With all three of these patches I now see this panic running the pf tests:

panic: hashdestroy: hashtbl 0xfffff80045423000 not empty (malloc type ifaddr)
cpuid = 5
time = 1576251489
KDB: stack backtrace:
db_trace_self_wrapper() at db_trace_self_wrapper+0x2b/frame 0xfffffe0061f20830
vpanic() at vpanic+0x17e/frame 0xfffffe0061f20890
panic() at panic+0x43/frame 0xfffffe0061f208f0
hashdestroy() at hashdestroy+0x54/frame 0xfffffe0061f20900
vnet_destroy() at vnet_destroy+0x123/frame 0xfffffe0061f20930
prison_deref() at prison_deref+0x29d/frame 0xfffffe0061f20970
sys_jail_remove() at sys_jail_remove+0x290/frame 0xfffffe0061f209c0
amd64_syscall() at amd64_syscall+0x2d6/frame 0xfffffe0061f20af0
fast_syscall_common() at fast_syscall_common+0x101/frame 0xfffffe0061f20af0
--- syscall (508, FreeBSD ELF64, sys_jail_remove), rip = 0x80031bfaa, rsp = 0x7fffffffe848, rbp = 0x7fffffffe8d0 ---
KDB: enter: panic
[ thread pid 1407 tid 100482 ]
Stopped at      kdb_enter+0x37: movq    $0,0x1082616(%rip)
db>
In D22691#499064, @kp wrote:

With all three of these patches I now see this panic running the pf tests:

panic: hashdestroy: hashtbl 0xfffff80045423000 not empty (malloc type ifaddr)
cpuid = 5
time = 1576251489
KDB: stack backtrace:
db_trace_self_wrapper() at db_trace_self_wrapper+0x2b/frame 0xfffffe0061f20830
vpanic() at vpanic+0x17e/frame 0xfffffe0061f20890
panic() at panic+0x43/frame 0xfffffe0061f208f0
hashdestroy() at hashdestroy+0x54/frame 0xfffffe0061f20900
vnet_destroy() at vnet_destroy+0x123/frame 0xfffffe0061f20930
prison_deref() at prison_deref+0x29d/frame 0xfffffe0061f20970
sys_jail_remove() at sys_jail_remove+0x290/frame 0xfffffe0061f209c0
amd64_syscall() at amd64_syscall+0x2d6/frame 0xfffffe0061f20af0
fast_syscall_common() at fast_syscall_common+0x101/frame 0xfffffe0061f20af0
--- syscall (508, FreeBSD ELF64, sys_jail_remove), rip = 0x80031bfaa, rsp = 0x7fffffffe848, rbp = 0x7fffffffe8d0 ---
KDB: enter: panic
[ thread pid 1407 tid 100482 ]
Stopped at      kdb_enter+0x37: movq    $0,0x1082616(%rip)
db>

I suspect this would be fine with if ((ifp->if_flags & IFF_VMOVING) != 0) patched out in the SYSUNINIT releasing interfaces back to their home vnet. I'm slightly uncomfortable with how some of this works -- this teardown happens at SI_SUB_PROTO_DOMAIN, but still we have some interfaces that were created in this vnet that will be torn down later at SI_SUB_PROTO_IF. Intuitively, I would think we'd want to make sure all interfaces are moved out or destroyed (I "broke" the former, but I think the latter's still an issue) before we get to that point -- in which case the answer would instead be to bump SYSUNINITs that are detaching the other cloned interfaces to SI_SUB_PROTO_END or earlier in the process, maybe convert the vnet ifcnt to refcount(9) API and stick a refcount_wait in this bad boy before we get too SI_SUB_DOMAIN to be sure that all interfaces have vacated.
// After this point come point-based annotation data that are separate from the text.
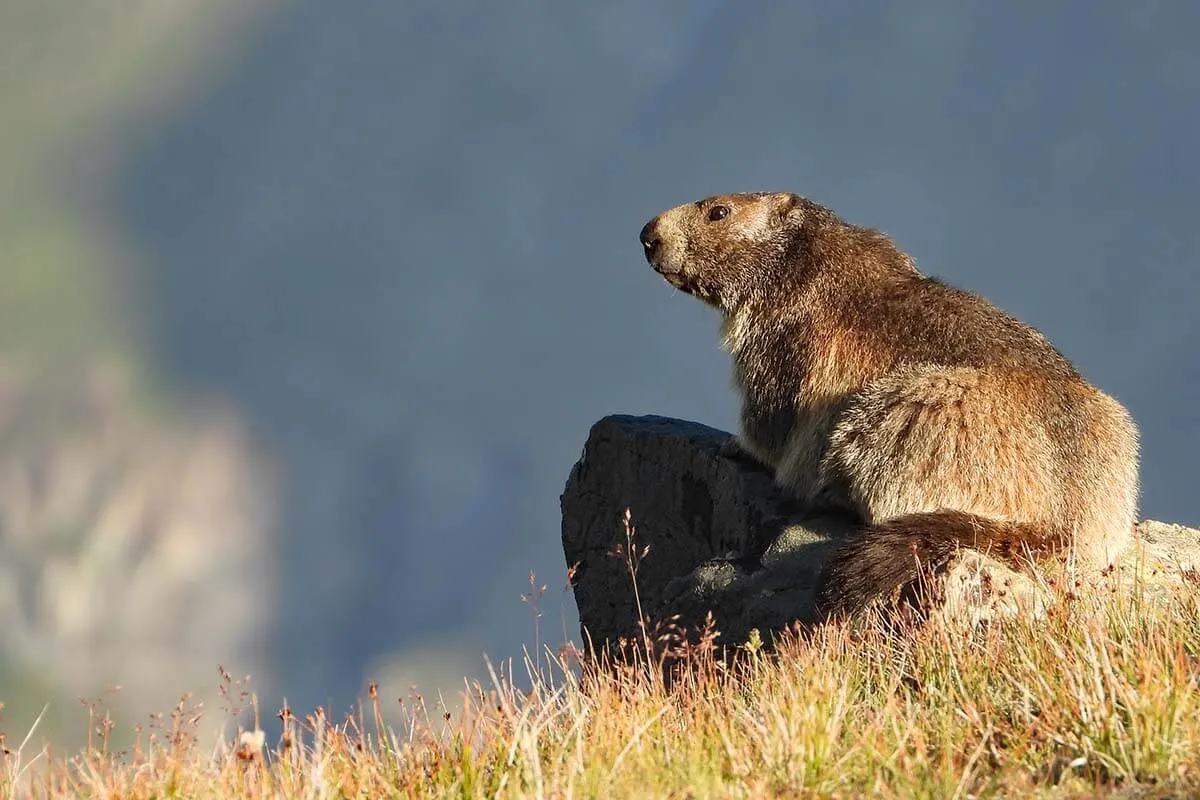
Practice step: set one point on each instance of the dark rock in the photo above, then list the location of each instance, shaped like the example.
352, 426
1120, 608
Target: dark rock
708, 531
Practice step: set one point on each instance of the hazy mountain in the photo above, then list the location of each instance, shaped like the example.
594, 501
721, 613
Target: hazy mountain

I haven't looked at how those interfaces operate, though. In hindsight it's probably fine and we should force the move+detach done by patching out the VMOVING check.

kevans updated this revision to Diff 66011.Dec 27 2019, 1:30 AM

Force removal of ifnet from a vnet, even if another thread's come along to destroy it -- we need to ensure it's gone before we proceed with sysinits or else we're just racing if_detach_internal vs. vnet sysuninits.